With a new generation comes a new set of expectations. Many people from Generation Z (Gen-Z) have been entering and staying in the workforce in recent years, and have come with all different sorts of wants and needs. In effect, there is then a call for employers to account for such needs and wants to prevent high turnover rates not only of employees, but also the fresh and unique potentialities and capabilities these new wave of employees have to offer.
They want stability.
A lot of Gen-Z employees would be the type to deviate from traditional rewards practices and are likely to ask for more; if not, they would implicitly have this mindset, manifesting in how they are motivated more through monetary and career incentives than other generations. In essence, these Gen-Z employees want stability, characterized by good growth opportunities compensated by just and fair wages.
They need feedback.
Feedback regulation has had a new face in the wake of the Gen-Z surge in the workforce. The youth now wants more straightforward feedback and are likely more interested in hearing honest ones than those of primarily positive nature. Apart from this straightforward and honest nature, feedback for Gen-Z employees also have to go on for a regular basis. They either want to be checked in a lot of times within the week, or even several times a day. In essence, critique and validation through proper communication are highly appreciated.

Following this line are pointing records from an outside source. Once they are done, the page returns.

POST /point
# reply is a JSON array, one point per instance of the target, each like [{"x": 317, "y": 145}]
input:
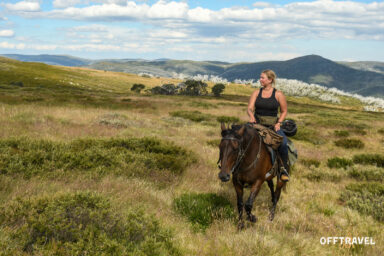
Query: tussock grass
[
  {"x": 78, "y": 224},
  {"x": 367, "y": 174},
  {"x": 307, "y": 134},
  {"x": 202, "y": 209},
  {"x": 71, "y": 104},
  {"x": 339, "y": 162},
  {"x": 373, "y": 159},
  {"x": 195, "y": 116},
  {"x": 367, "y": 198},
  {"x": 341, "y": 133},
  {"x": 131, "y": 157},
  {"x": 310, "y": 162},
  {"x": 349, "y": 143},
  {"x": 227, "y": 119}
]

They want a more tech-advanced workplace.
As digital natives, workers from this demographic would want a more up-to-date workplace. They want to be surrounded by accessible tools and software applications that they are already familiar with and can do work most efficiently through. Undoubtedly, this is all the more relevant given the current pandemic setting, wherein the remote setting is more preferred due to the possible health consequences of working face-to-face.

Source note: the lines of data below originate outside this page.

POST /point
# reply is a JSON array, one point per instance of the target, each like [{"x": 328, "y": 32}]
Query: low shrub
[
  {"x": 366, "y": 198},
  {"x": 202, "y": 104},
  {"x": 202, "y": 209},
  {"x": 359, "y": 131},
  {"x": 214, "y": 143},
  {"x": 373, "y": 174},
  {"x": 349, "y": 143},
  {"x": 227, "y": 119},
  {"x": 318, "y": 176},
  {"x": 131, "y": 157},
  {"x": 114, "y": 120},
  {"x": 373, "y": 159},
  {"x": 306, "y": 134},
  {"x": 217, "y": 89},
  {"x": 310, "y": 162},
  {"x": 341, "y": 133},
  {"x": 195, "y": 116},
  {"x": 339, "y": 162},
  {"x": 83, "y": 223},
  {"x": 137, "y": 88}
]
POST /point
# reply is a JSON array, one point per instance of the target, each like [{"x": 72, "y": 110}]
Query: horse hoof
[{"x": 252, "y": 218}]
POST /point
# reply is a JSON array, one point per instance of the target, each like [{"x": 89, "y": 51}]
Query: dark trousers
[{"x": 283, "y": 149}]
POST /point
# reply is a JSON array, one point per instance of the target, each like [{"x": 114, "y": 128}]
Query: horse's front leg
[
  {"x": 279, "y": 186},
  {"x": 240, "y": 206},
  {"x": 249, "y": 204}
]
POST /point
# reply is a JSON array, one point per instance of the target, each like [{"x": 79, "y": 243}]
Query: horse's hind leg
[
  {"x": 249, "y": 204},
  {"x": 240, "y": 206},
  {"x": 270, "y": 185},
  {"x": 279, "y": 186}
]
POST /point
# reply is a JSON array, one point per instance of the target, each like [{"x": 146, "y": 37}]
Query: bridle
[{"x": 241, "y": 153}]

They need acknowledgement.
A good way to make employees become more motivated is to make them feel as if they truly belong to the company, and are cared for. This is also related to how they want to feel validated and appreciated at work. This cultivates a culture of respect and honor for their work, and makes them feel like they are doing something meaningful and value-adding to the company.
They want flexibility.
Flexibility can take place in different ways. For instance, it can be a flexible work schedule, or it could also be a flexible workload. A great practice to this is fostering an “unplugging” culture, wherein personal time of these Gen-Z employees is very much respected. It is imperative that bosses respect these employees and avoid deliberately calling for unnecessary meetings, delaying deliverables, or doing really anything that employees may take offense in with regard to their time.
Above all else, what is central to these wants and needs is respect – this is not only what these Gen-Z employees want and need, but it’s also what they deserve. Career opportunities must be value-adding for them more than exploitative just because they are younger employees; communication with them must be meaningful and regular and not dramatically hands-off; workplaces must be up-to-date and not misaligned with their own capabilities; forms of acknowledgement and appreciation must be present and not lacking; and time must always be respected. Them being younger does not mean that they are less capable of both doing their job and knowing what they want; perhaps, instead of calling them out for wanting more than what is already there, it’s important to treat their new suggestions and unique comments with equal respect.